A grande ameaça à democracia não reside apenas nos movimentos autoritários que se opõem a partidos ou à esquerda. O perigo mais insidioso vem da ideologia que rejeita qualquer forma de conduta política, que não reconhece mais a legitimidade do debate, da persuasão ou da própria democracia como um valor. Quando os cidadãos veem a política como algo supérfluo e sem valor, eles abrem espaço para a ascensão de formas de governo que não necessitam da participação democrática. O desprezo pela política, que se baseia no movimento moral de “pessoas de bem” que trabalham e alcançam sucesso sem “flertar com a corrupção”, dá origem ao totalitarismo, uma forma de governo onde a política não tem mais função social ou coletiva.
Esse desprezo é fundamentado na ideia de que a política, enquanto meio de transformação social, não serve ao objetivo pragmático de garantir o crescimento econômico. O político, para essa classe média, é apenas um gestor, e o verdadeiro valor do político está em ser “eficiente”, “trabalhador” e comprometido com a manutenção do status quo. Para muitos, um bom político é aquele que realiza e garante resultados concretos no campo da economia, em vez de se envolver em discussões sobre direitos sociais ou transformações estruturais.

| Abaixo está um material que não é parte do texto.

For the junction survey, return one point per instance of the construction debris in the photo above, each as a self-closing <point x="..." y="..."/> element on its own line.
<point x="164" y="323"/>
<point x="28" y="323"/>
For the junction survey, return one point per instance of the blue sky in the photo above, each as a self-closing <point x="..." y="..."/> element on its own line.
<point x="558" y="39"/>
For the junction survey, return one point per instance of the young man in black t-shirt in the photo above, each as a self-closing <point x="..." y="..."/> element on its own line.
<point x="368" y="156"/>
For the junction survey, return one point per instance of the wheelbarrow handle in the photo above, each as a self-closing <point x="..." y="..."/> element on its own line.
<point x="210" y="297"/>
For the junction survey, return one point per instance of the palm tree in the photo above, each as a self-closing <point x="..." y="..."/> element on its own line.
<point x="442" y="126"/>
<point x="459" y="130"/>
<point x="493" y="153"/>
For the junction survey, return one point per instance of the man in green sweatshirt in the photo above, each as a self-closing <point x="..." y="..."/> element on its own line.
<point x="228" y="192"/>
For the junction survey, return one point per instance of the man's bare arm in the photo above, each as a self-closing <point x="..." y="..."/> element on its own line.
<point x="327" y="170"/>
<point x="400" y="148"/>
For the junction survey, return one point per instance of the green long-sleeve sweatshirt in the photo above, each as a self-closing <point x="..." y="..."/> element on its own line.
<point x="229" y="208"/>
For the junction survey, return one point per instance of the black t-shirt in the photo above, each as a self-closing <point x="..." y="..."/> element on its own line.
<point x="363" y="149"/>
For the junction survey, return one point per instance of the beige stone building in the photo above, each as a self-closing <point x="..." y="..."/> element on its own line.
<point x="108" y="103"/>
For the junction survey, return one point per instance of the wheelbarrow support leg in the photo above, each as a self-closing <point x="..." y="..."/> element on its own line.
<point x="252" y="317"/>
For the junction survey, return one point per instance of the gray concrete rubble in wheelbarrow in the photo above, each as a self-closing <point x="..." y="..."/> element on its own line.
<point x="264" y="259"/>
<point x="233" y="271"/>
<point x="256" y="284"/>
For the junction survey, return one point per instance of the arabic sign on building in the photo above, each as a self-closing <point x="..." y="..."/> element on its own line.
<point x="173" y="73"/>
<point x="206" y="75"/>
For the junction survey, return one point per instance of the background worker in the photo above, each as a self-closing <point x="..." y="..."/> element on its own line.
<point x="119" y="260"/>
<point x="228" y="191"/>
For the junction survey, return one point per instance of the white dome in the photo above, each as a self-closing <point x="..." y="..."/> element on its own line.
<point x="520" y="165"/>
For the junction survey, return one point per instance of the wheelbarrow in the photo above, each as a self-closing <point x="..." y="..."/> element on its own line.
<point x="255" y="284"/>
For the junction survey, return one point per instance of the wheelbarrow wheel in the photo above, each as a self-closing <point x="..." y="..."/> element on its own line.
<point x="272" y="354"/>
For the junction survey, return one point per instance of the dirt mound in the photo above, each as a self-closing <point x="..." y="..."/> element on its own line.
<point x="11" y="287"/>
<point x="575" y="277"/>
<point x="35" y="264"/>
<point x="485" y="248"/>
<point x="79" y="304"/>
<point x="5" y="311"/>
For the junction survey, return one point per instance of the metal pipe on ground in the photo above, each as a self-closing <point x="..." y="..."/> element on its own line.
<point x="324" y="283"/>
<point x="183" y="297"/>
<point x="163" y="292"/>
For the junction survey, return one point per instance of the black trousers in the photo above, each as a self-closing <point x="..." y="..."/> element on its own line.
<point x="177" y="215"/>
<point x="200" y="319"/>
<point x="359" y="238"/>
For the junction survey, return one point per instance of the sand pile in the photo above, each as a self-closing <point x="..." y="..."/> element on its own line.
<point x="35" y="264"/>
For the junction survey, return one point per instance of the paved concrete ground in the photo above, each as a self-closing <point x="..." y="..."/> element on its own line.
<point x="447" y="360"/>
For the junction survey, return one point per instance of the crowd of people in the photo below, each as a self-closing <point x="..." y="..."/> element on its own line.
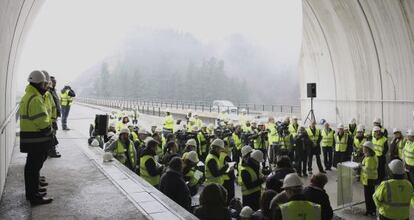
<point x="40" y="107"/>
<point x="267" y="160"/>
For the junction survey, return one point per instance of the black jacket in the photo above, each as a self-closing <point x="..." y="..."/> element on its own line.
<point x="320" y="197"/>
<point x="172" y="185"/>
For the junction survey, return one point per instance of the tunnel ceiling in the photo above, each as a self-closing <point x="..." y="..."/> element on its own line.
<point x="360" y="53"/>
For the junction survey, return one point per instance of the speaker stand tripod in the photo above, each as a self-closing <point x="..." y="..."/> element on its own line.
<point x="311" y="115"/>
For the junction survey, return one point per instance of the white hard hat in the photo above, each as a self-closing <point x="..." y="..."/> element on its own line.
<point x="292" y="180"/>
<point x="36" y="77"/>
<point x="107" y="157"/>
<point x="246" y="150"/>
<point x="124" y="131"/>
<point x="397" y="167"/>
<point x="246" y="212"/>
<point x="191" y="142"/>
<point x="257" y="155"/>
<point x="218" y="142"/>
<point x="110" y="134"/>
<point x="370" y="145"/>
<point x="377" y="120"/>
<point x="95" y="143"/>
<point x="193" y="157"/>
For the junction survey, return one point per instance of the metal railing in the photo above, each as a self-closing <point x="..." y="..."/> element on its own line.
<point x="202" y="106"/>
<point x="9" y="118"/>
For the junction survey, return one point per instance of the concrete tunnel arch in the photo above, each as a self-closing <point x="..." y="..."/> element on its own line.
<point x="360" y="52"/>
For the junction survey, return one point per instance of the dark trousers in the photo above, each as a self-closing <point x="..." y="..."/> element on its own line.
<point x="34" y="162"/>
<point x="368" y="192"/>
<point x="327" y="157"/>
<point x="65" y="114"/>
<point x="339" y="157"/>
<point x="252" y="200"/>
<point x="301" y="162"/>
<point x="318" y="160"/>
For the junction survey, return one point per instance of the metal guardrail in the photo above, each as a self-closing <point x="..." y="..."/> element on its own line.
<point x="202" y="106"/>
<point x="9" y="118"/>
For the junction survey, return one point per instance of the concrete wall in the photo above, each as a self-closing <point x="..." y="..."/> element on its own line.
<point x="361" y="54"/>
<point x="15" y="17"/>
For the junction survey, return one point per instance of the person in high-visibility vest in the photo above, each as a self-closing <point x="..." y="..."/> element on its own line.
<point x="369" y="175"/>
<point x="409" y="154"/>
<point x="327" y="143"/>
<point x="252" y="180"/>
<point x="381" y="148"/>
<point x="149" y="169"/>
<point x="214" y="171"/>
<point x="123" y="150"/>
<point x="35" y="135"/>
<point x="297" y="207"/>
<point x="342" y="143"/>
<point x="397" y="145"/>
<point x="315" y="136"/>
<point x="168" y="123"/>
<point x="66" y="99"/>
<point x="392" y="197"/>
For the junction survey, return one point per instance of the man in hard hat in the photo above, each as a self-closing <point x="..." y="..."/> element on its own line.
<point x="369" y="176"/>
<point x="358" y="142"/>
<point x="123" y="150"/>
<point x="377" y="123"/>
<point x="297" y="207"/>
<point x="66" y="99"/>
<point x="327" y="144"/>
<point x="294" y="126"/>
<point x="397" y="145"/>
<point x="149" y="169"/>
<point x="392" y="197"/>
<point x="315" y="136"/>
<point x="172" y="184"/>
<point x="213" y="170"/>
<point x="409" y="154"/>
<point x="342" y="144"/>
<point x="189" y="170"/>
<point x="381" y="148"/>
<point x="35" y="135"/>
<point x="252" y="180"/>
<point x="168" y="123"/>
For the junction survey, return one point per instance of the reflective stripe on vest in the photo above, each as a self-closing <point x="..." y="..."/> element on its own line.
<point x="253" y="178"/>
<point x="341" y="143"/>
<point x="379" y="145"/>
<point x="153" y="180"/>
<point x="327" y="138"/>
<point x="300" y="210"/>
<point x="209" y="177"/>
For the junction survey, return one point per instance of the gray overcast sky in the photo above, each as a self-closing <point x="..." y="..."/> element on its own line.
<point x="68" y="36"/>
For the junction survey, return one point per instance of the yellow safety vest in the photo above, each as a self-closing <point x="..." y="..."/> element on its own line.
<point x="209" y="177"/>
<point x="379" y="145"/>
<point x="300" y="210"/>
<point x="392" y="198"/>
<point x="369" y="169"/>
<point x="253" y="177"/>
<point x="409" y="153"/>
<point x="65" y="99"/>
<point x="34" y="117"/>
<point x="313" y="137"/>
<point x="153" y="180"/>
<point x="327" y="138"/>
<point x="341" y="143"/>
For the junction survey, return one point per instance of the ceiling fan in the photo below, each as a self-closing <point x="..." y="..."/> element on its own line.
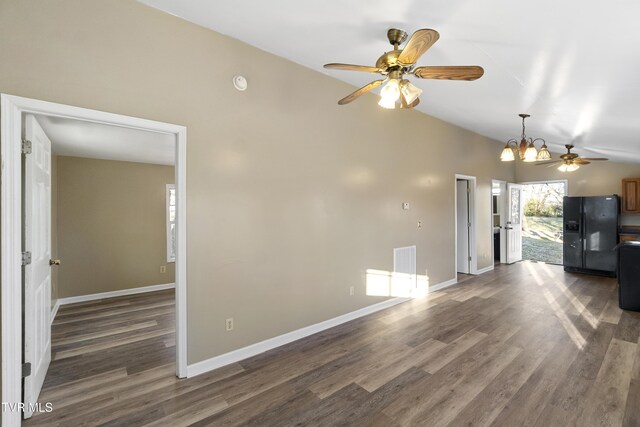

Essa lógica pode ser vista no apoio ao juiz Sérgio Moro, que foi amplamente aclamado como “herói da nação”. Sua popularidade, no entanto, não decorre apenas de sua atuação contra o ex-presidente Lula, mas também de sua imagem como um juiz concursado “trabalhador”. Moro, ao ser visto como alguém que segue regras e cumpre com sua carga de trabalho, se aproxima da figura de um “bom trabalhador”, admirado por aqueles que valorizam a eficiência e a produtividade acima de qualquer outra característica.
Esse desprezo pela política, paradoxalmente, não é uma pauta exclusivamente de direita, pois também foi defendido no passado por pensadores de esquerda, como Marx, que no século XIX procurou elevar o trabalho como atividade humana central. No entanto, a atual infusão desse ideário na direita brasileira levanta uma das maiores perplexidades da conjuntura política atual. Ao focar exclusivamente na produtividade e eficiência, a política se torna dispensável e obsoleta, como um instrumento que não serve mais para transformar a sociedade, mas apenas para manter o status quo.
O problema maior reside no fato de que essa ideologia de desprezo pela política e pela democracia não só enfraquece o sistema democrático, mas cria uma visão de que a democracia é um obstáculo para o progresso, tornando-a, aos olhos da classe média, uma ferramenta pouco pragmática e desnecessária. Esse movimento apolítico pode ser visto como a maior ameaça à democracia, pois onde não há espaço para o debate, para o confronto de ideias e para a política em sua essência, a democracia perde sua relevância e seu poder transformador.